In the paper under review, the author gives a concise survey of recent developments on embeddings of orthogonal Grassmannians. After a brief review of basic definitions and notions of projective and Veronesean embeddings of point-line geometries, the author restricts himself to Grassmannians \(\mathcal B_{n,k}\) and \(\mathcal D_{n,k}\) of buildings of types \(B_n\) and \(D_n\) and seven associated embeddings. Some of the embeddings are known to be isomorphic in case the characteristic of the underlying field is not 2. Section 4 of the paper is mostly devoted to discussing the various embeddings in case of characteristic 2. Sketches of proofs are provided in order to convey the flavour of the arguments. The results of this section as well as of the following section on universality of embeddings are a summary of three papers by \textit{I. Cardinali} and \textit{A. Pasini} [J. Algebr.
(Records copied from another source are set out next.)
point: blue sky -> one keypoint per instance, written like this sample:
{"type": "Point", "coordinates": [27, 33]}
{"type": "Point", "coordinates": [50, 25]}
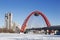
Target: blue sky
{"type": "Point", "coordinates": [22, 8]}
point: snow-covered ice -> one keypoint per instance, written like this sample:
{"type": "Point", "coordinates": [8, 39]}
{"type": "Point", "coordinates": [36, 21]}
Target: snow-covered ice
{"type": "Point", "coordinates": [15, 36]}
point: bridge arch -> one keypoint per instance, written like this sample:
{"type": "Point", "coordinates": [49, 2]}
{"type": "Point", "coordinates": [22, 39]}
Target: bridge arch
{"type": "Point", "coordinates": [23, 28]}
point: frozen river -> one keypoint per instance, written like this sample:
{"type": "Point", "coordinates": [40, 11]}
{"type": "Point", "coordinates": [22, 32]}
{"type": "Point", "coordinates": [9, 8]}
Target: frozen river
{"type": "Point", "coordinates": [15, 36]}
Comb. 38, No. 4, 863--888 (2013; Zbl 1297.14053); J. Comb. Theory, Ser. A 120, No. 6, 1328--1350 (2013; Zbl 1278.05052)] and [J. Group Theory 17, No. 4, 559--588 (2014; Zbl 1320.20041)]. The last section deals with universality of Weyl embeddings of \(\mathcal B_{n,k}\) and \(\mathcal D_{n,k}\). These are obtained from the fundamental dominant weights for the root system of types \(B_n\) and \(D_n\). \textit{A. Kasikova} and \textit{E. Shult} [J. Algebra 238, No. 1, 265--291 (2001; Zbl 0988.51001)] showed that most of these point-geometries admit universal projective embeddings. The author conjectures that the Weyl embeddings of \(\mathcal B_{n,k}\) and \(\mathcal D_{n,k}\) are universal for \(k = 2, \dots, n-1\); the ones when \(k = 1\) are known to be universal. He then considers the cases \(k = 2\) and 3 under additional assumptions and outlines a proof of universality in these situations.